Con l'addio imminente di Schiboni, restano scoperte deleghe cruciali per l'amministrazione Rocca: Scuola, Formazione, Lavoro e Urbanistica
Aria di rimpasto, o meglio di avvicendamento mirato, negli uffici della Regione Lazio.
Il “valzer delle poltrone” questa volta è innescato da una promozione nazionale: l’assessore Giuseppe Schiboni, uomo di punta di Forza Italia, è destinato a lasciare l’incarico regionale dopo la prestigiosa nomina all’interno dell’Agenzia nazionale per i servizi sanitari regionali.
Con l’addio imminente di Schiboni, restano scoperte deleghe cruciali per l’amministrazione Rocca: Scuola, Formazione, Lavoro e Urbanistica.
Quest’ultima, in particolare, era stata il trofeo di una lunga battaglia politica vinta dai forzisti appena un anno fa, quando fu strappata alla Lega nel pieno della crisi di maggioranza che ha ridefinito i pesi del centrodestra laziale.
In via Cristoforo Colombo il nome che circola con insistenza è uno solo: Alessandro Calvi.
Espressione del territorio di Latina e fedelissimo del senatore e coordinatore regionale degli azzurri, Claudio Fazzone, Calvi rappresenta la scelta naturale per mantenere gli equilibri interni al partito.
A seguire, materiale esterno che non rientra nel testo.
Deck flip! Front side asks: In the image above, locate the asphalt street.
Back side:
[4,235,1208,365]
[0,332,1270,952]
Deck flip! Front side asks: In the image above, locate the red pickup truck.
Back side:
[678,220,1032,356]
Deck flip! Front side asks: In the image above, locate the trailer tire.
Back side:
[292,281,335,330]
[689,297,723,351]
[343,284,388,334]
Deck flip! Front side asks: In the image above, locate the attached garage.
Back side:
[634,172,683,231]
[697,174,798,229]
Fazzone, che nell’autunno del 2024 era stato l’architetto della “spallata” per ottenere più spazio in Giunta a discapito della Lega (forte di un gruppo consiliare cresciuto esponenzialmente rispetto alle elezioni del 2023), vede in Calvi la figura ideale per blindare le competenze su Urbanistica e Lavoro, settori strategici per il consenso sul territorio pontino e non solo.

Il passaggio di testimone non dovrebbe, almeno sulla carta, innescare un nuovo terremoto politico.
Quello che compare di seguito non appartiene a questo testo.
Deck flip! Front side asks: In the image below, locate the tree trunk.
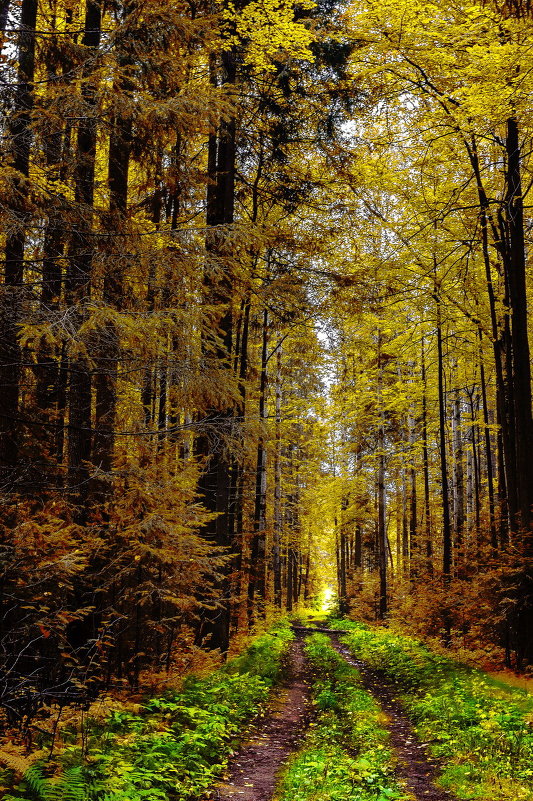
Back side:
[0,0,37,490]
[272,342,283,609]
[433,286,452,647]
[65,0,102,510]
[248,306,268,620]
Rocca ha già affrontato le forche caudine delle trattative interne un anno fa, quando l’assetto era stato parzialmente ridisegnato:
All’Urbanistica: passata dalla Lega (Pasquale Ciacciarelli) a Forza Italia (Schiboni).
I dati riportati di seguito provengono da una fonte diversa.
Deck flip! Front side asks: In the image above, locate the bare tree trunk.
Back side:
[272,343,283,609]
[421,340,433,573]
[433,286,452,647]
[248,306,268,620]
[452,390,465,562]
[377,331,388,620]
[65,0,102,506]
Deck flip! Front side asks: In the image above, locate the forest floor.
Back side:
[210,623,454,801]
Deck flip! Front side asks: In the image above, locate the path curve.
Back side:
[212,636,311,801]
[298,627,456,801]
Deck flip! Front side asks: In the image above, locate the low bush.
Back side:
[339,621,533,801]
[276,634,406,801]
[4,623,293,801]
Alla Protezione Civile: trasferita dal Presidente Rocca alla Lega come “compensazione”.
Resta da capire se il Governatore della Regione Lazio coglierà l’occasione per un aggiustamento più ampio o se, come probabile, procederà a una sostituzione “chirurgica” per evitare di riaprire vecchie ferite tra alleati proprio mentre la macchina amministrativa sta entrando nel vivo dei progetti legati al PNRR e al Giubileo.